Apr 17, 2017 11:24 AM EDT
Dartmouth Researchers Find Tumor-Killing T-Cells In The Skin To Fight Melanoma [Video]
Researchers at Dartmouth College's Norris Cotton Cancer Center published a study about how they discovered unique immune cells. These are deemed as resident memory T cells and are the ones that battle melanoma.
They observed that patients with melanoma, who develop vitiligio, have a good prognosis. Vitiligo is an autoimmune skin condition that works against normal healthy melanocytes and causes the loss of skin pigmentation in blotches.
MedicalXpress reported that the team studied mouse models of melanoma and vitiligo and found that resident memory T cells permanently reside in vitiligo-affected skin.
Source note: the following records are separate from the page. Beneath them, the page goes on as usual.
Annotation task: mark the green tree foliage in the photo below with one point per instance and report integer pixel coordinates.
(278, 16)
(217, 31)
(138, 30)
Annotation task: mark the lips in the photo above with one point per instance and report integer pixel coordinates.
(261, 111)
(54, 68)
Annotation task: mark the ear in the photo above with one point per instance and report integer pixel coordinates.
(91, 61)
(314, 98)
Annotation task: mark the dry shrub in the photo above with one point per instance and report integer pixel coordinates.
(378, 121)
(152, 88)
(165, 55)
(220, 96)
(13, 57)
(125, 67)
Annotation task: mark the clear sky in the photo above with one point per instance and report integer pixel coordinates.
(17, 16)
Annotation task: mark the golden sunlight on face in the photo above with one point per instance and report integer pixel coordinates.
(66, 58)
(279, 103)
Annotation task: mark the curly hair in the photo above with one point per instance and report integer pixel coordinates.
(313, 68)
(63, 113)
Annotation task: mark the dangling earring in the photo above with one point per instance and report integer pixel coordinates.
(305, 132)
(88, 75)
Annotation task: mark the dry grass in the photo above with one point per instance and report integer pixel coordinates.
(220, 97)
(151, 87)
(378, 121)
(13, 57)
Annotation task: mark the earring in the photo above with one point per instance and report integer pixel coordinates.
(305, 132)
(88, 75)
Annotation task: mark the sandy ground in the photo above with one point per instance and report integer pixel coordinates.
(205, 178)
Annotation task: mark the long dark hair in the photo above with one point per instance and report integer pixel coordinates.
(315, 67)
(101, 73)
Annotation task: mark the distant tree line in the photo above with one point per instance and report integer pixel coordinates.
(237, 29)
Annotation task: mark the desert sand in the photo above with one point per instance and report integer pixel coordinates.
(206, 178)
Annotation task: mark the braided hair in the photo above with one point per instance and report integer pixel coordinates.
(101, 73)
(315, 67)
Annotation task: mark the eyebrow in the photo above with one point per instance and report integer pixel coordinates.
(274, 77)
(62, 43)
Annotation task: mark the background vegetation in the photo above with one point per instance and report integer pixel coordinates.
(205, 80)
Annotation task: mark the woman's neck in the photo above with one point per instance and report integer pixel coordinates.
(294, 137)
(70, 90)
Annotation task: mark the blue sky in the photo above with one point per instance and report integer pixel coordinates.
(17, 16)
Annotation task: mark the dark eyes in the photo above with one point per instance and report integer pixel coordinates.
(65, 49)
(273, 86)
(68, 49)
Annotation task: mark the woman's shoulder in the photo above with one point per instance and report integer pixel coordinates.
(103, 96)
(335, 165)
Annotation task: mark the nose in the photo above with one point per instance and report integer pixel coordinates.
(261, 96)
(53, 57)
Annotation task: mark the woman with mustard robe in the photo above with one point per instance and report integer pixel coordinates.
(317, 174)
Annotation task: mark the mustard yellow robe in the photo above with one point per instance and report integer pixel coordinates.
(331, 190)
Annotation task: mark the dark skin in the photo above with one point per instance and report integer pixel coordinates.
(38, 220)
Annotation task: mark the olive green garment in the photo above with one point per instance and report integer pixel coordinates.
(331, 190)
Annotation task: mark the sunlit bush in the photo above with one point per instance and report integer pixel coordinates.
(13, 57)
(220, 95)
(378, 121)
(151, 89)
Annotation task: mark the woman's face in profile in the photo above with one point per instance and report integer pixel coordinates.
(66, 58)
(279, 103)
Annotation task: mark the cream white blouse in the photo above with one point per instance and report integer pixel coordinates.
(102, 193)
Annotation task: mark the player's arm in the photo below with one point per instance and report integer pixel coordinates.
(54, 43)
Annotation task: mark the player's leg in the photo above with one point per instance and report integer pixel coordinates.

These kill melanoma cells.
Resident memory T cells were already known to prevent skin viral infection. However, it was not known until now that they could fight tumors.
The research study was led by Mary Jo Turk, PhD. They sought to understand why patients diagnosed with metastatic melanoma and developed vitiligo during the course of their treatment were able to survive longer.
The study showed for the first time that resident memory T cells are generated in response to a tumor, naturally as a result of autoimmune vilitigo, and play a significant role in protecting patients against future tumors. Their paper will be published in the next issue of the journal "Science Immunology."
The findings are surprising since T cells that fight cancer were previously thought to reside only in immune organs such as the spleen, lymph nodes and blood while tumors enter from the blood. The study challenge old notions by demonstrating that tumor-killing T cells are already in the skin, where they can rapidly respond and fight melanoma cells.
EurekAlert noted that these current studies are still limited to mice. Nonetheless, the presence of similar cells may explain why human patients with vitiligo are well-protected against melanoma and are able to survive longer.
The team is planning to find these cells in human patients. The generation of these types of cells is expected to be the goal of future cancer therapies.